As the name of that Syracuse conference suggests, the obsession with imaginary monsters is often a function of marginalizing and othering those we wish to view as monstrous. We distort those who disagree with us until they seem grotesque and evil — Satanazis, or Satanic baby-killers, or servants of Nicolae Carpathia.
But cryptozoologists are, I think, a different animal. They seem driven not by fear of the other, but by a desire for wonder. And wonder in itself is a Good Thing.
There is some overlap here between the religious demagogues demonizing their opponents as Satanic baby-killers and the cryptozoologists in search of Bigfoot. For whatever reason, both groups have found their lives in need of fantastic embellishment. Real life grounded in reality doesn’t seem to be enough. They’re looking for excitement, for cheap thrills — cheaper, at any rate, then the thrills reality offers, which tend to result from real work and real accomplishments. These are both fantasies that offer a shortcut to excitement and to happiness (or, rather, to a titillating substitute for happiness which might seem preferable to its apparent absence).
In both cases, this is kind of sad.
It’s sad to be chasing after imaginary sources of wonder when the universe is overflowing with so many actual sources of it. And it’s sad to become obsessed with battling imaginary evils when the world is overflowing with so many actual injustices.
And it’s sad that both groups seem to have wrapped themselves in cocoons of lies that they do their very best to pretend to believe.
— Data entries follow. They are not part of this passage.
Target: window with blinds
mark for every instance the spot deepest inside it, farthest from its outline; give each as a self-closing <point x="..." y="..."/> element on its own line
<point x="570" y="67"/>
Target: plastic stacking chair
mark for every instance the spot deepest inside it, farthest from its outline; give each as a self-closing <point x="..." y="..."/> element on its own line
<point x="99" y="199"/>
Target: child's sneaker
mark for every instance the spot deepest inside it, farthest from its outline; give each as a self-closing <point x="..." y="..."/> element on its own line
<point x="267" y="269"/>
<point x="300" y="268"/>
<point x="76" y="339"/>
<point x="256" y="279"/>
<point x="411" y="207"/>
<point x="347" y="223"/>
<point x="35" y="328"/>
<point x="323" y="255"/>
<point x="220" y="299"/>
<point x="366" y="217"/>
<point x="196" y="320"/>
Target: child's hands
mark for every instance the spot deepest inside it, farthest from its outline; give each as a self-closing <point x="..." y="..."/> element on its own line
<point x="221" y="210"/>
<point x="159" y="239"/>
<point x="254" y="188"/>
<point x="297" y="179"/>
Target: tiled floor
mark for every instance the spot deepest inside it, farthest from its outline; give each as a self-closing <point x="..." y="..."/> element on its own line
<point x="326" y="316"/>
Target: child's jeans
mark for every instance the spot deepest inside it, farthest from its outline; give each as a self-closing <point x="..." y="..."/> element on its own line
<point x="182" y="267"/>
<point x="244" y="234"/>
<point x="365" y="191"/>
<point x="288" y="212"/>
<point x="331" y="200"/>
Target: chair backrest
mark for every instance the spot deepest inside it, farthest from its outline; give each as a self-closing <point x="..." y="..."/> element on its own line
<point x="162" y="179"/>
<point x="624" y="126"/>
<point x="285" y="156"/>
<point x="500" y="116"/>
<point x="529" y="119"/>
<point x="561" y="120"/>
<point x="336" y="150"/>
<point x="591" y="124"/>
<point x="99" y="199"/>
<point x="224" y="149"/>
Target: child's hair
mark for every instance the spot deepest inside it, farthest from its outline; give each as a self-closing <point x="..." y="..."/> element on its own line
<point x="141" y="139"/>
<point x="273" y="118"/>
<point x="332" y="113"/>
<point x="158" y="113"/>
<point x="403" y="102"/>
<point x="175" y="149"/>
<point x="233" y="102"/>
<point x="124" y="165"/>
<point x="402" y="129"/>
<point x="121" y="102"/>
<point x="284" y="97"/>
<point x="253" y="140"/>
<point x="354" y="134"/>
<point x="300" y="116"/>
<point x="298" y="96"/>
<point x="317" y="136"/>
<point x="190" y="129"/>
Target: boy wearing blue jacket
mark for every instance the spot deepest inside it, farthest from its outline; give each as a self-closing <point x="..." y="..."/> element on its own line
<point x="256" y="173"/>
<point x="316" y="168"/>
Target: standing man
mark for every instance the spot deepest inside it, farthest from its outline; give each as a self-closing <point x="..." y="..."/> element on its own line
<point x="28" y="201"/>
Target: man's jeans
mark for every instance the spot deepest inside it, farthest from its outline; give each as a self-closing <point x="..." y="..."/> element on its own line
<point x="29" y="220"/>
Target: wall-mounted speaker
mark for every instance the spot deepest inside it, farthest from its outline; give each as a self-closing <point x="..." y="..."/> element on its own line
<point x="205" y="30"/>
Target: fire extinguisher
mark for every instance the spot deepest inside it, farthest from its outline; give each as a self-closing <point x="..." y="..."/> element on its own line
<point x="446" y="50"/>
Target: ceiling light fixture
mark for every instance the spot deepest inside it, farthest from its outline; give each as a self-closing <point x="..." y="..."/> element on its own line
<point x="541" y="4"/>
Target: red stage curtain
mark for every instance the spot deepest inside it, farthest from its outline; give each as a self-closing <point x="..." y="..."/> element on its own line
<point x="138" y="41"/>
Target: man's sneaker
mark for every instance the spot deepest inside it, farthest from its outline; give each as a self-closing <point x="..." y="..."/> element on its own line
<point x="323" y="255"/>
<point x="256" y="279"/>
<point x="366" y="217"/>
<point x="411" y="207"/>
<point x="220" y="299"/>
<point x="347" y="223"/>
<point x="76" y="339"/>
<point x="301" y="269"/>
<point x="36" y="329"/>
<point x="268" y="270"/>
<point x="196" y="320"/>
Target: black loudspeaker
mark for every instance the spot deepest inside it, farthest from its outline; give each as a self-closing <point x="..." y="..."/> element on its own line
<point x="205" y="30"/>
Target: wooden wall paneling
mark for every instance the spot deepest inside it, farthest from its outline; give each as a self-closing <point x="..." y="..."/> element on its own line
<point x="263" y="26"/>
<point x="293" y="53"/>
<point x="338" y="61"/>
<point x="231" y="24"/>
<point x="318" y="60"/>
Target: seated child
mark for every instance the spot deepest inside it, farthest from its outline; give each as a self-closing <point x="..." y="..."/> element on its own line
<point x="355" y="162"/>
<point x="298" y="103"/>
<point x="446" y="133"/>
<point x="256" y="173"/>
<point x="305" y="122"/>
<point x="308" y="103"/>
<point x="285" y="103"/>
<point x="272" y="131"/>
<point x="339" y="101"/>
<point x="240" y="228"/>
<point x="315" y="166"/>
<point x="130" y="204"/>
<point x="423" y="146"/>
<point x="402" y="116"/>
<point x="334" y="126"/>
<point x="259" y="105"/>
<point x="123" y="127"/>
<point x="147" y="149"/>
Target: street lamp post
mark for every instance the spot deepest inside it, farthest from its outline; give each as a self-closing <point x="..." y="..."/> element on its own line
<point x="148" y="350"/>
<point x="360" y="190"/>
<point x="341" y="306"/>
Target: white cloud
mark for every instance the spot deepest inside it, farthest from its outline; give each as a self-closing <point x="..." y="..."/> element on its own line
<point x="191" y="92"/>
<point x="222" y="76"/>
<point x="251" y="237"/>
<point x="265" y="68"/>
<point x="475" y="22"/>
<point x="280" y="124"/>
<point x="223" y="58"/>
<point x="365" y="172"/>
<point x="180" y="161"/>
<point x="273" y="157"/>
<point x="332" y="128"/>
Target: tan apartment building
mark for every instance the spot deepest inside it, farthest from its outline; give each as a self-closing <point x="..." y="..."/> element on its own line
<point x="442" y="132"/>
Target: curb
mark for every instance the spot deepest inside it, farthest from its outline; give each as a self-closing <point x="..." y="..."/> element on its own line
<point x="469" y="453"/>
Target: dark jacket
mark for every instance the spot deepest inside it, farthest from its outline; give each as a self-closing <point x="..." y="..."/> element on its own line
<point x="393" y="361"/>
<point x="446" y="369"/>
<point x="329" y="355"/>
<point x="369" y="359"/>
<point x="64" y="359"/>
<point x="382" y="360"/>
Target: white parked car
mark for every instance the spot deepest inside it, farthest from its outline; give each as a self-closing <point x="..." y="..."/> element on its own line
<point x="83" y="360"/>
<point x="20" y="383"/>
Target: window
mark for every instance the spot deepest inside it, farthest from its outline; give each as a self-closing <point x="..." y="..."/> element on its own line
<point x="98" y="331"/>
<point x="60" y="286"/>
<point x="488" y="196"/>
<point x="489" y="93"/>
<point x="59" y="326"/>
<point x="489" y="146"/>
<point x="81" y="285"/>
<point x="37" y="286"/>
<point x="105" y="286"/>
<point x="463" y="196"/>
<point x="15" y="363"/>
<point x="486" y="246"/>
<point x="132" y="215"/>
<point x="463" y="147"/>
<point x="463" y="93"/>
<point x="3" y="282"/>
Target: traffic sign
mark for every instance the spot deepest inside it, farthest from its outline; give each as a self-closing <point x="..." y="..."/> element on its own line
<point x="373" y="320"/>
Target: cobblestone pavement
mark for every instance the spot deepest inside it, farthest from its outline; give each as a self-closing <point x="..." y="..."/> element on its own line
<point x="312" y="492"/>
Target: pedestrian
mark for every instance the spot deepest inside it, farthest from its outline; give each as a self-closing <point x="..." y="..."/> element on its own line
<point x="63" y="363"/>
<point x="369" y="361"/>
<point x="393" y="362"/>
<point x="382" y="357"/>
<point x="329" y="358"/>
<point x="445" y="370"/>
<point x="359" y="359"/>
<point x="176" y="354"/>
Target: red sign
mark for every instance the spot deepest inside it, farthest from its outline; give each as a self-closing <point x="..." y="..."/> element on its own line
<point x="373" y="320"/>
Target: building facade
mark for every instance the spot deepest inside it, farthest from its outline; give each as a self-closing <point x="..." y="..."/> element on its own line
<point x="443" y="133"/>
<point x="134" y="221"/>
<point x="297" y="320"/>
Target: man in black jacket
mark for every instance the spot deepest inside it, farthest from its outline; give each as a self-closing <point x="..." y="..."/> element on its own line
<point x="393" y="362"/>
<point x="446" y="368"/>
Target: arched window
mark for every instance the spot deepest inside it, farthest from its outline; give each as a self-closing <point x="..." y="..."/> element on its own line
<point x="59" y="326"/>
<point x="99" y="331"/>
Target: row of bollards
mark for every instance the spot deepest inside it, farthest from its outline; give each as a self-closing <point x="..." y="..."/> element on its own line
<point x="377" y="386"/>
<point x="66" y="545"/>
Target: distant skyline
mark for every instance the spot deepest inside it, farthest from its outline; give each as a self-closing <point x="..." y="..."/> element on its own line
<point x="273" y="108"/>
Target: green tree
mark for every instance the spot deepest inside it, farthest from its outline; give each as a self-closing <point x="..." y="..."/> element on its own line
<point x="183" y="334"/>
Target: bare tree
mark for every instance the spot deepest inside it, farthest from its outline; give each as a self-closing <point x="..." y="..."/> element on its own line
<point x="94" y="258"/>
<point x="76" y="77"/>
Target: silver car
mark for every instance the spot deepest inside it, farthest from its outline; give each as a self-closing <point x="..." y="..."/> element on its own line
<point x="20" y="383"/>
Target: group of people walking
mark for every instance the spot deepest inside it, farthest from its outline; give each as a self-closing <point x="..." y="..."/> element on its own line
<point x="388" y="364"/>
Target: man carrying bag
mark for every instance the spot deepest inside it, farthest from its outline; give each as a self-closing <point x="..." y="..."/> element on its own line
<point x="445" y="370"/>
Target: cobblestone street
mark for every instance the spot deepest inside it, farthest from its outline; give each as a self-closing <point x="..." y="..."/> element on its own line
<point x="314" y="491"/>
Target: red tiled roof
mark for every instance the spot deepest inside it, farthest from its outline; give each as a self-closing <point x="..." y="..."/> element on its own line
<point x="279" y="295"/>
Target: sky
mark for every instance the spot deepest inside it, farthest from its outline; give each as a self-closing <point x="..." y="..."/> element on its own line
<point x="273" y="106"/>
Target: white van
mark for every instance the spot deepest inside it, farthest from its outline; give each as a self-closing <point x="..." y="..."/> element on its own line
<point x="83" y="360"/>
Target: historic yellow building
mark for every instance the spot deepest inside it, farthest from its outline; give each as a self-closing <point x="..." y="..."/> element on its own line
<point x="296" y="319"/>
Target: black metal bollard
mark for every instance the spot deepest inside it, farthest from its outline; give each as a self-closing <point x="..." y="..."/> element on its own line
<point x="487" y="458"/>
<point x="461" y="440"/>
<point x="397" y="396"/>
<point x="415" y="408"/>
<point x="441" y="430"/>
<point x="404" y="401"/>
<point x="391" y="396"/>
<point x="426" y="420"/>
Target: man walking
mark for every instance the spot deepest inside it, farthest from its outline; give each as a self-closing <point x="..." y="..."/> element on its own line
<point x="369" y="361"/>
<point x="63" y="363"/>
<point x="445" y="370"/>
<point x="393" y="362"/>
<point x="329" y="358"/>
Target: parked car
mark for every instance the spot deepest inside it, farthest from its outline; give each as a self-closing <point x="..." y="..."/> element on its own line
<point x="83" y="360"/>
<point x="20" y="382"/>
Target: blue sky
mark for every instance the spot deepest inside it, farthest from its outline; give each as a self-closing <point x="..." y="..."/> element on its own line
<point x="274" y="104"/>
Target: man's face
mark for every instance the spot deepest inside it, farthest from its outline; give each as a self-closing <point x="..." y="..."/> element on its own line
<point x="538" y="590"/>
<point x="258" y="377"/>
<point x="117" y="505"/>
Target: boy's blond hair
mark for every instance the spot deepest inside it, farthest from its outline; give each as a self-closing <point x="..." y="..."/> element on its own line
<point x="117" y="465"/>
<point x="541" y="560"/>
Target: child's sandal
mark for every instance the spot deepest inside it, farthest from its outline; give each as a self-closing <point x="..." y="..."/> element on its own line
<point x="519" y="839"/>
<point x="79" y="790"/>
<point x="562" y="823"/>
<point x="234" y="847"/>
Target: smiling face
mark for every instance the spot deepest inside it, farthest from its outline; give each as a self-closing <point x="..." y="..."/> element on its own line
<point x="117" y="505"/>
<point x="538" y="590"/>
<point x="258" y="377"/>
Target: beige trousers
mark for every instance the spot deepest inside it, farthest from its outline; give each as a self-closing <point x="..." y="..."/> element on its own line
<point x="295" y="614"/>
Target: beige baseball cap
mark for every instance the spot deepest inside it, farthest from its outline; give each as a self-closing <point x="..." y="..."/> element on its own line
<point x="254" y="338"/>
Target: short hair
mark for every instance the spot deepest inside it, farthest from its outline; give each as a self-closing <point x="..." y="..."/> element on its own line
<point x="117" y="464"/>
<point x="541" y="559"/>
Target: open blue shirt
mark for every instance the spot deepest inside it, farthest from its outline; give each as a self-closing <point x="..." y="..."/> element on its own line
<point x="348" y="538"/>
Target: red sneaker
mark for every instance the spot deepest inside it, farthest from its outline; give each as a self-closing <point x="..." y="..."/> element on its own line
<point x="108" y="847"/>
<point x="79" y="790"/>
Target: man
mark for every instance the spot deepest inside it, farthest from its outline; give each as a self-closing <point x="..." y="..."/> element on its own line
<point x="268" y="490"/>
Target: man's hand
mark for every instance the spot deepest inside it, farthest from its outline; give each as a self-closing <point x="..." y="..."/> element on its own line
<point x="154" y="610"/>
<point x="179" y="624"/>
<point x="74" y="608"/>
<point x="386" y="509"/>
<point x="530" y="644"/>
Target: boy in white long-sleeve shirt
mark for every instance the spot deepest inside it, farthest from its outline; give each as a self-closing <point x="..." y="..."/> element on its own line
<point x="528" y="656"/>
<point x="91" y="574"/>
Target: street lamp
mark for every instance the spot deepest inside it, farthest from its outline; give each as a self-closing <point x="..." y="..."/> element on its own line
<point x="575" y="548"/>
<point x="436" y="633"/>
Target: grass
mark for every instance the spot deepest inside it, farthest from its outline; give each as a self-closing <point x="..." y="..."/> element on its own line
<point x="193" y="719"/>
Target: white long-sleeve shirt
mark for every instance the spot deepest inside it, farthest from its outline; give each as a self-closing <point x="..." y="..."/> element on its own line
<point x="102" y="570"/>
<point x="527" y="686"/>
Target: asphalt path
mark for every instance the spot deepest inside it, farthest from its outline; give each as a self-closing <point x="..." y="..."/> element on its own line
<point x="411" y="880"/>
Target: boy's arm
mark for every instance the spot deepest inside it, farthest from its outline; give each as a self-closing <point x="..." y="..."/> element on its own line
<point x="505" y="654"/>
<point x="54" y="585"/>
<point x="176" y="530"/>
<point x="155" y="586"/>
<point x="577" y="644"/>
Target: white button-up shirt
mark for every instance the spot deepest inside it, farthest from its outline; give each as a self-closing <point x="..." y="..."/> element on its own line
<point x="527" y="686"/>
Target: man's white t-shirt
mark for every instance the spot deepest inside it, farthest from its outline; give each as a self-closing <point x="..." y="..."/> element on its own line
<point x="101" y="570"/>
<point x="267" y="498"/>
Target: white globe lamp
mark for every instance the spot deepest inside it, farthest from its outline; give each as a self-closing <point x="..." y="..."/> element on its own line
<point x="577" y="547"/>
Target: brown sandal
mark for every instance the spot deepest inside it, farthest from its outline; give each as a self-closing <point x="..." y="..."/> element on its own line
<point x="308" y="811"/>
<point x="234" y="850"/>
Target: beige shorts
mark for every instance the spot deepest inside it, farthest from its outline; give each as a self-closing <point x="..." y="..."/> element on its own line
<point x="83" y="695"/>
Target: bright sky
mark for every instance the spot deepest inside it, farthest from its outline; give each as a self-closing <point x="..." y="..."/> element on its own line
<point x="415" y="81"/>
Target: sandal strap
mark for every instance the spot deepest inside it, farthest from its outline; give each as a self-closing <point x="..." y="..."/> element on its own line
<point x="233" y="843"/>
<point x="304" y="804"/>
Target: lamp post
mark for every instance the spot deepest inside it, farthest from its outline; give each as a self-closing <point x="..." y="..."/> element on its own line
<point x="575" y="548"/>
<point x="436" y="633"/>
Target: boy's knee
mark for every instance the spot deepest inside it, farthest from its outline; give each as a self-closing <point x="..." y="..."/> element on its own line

Those lies take more and more work to sustain, ultimately involving more labor and drudgery than whatever it was in the real world they were first fabricated to escape. That seems exhausting.
Still, though, as ridiculous as the Bigfoot-DNA-sequencers of Texas may be, I prefer them over the 38 Republican senators who voted last week to block the UN Convention on the Rights of Disabled People. Those votes were cast because of imaginary monsters — because of mythical links to the Satanic baby-killer abortionists and because of fears of an “Antichrist” based on Fortean eschatology. U.S. senators are powerful people and their actions can have powerful consequences. When those actions are motivated by fear of the monstrous and the marginalized, then real people wind up getting hurt.
Those 38 senators are bigger fools than the cryptozoologists feeding blueberry bagels to Bigfoot. And they’re far more dangerous.